Interventions, Where and How? Experimental Design for Causal Models at Scale
This work addresses the problem of scaling causal discovery for researchers in fields like biology, offering a method that is incremental by building on Bayesian frameworks to handle nonlinear models more effectively.
The paper tackles the challenge of causal discovery from limited observational and interventional data by proposing a method to select both intervention targets and values, based on Bayesian optimal experimental design, to expedite identification of structural causal models. It demonstrates performance on synthetic graphs and a gene regulatory network dataset, showing improved efficiency in experimental design.

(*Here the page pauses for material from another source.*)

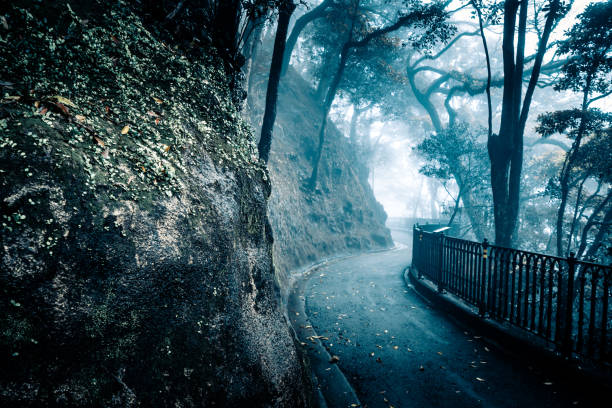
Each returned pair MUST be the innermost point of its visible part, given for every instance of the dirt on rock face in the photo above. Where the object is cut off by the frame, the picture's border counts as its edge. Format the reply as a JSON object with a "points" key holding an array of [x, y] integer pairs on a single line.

Causal discovery from observational and interventional data is challenging due to limited data and non-identifiability: factors that introduce uncertainty in estimating the underlying structural causal model (SCM). Selecting experiments (interventions) based on the uncertainty arising from both factors can expedite the identification of the SCM. Existing methods in experimental design for causal discovery from limited data either rely on linear assumptions for the SCM or select only the intervention target. This work incorporates recent advances in Bayesian causal discovery into the Bayesian optimal experimental design framework, allowing for active causal discovery of large, nonlinear SCMs while selecting both the interventional target and the value. We demonstrate the performance of the proposed method on synthetic graphs (Erdos-Rènyi, Scale Free) for both linear and nonlinear SCMs as well as on the \emph{in-silico} single-cell gene regulatory network dataset, DREAM.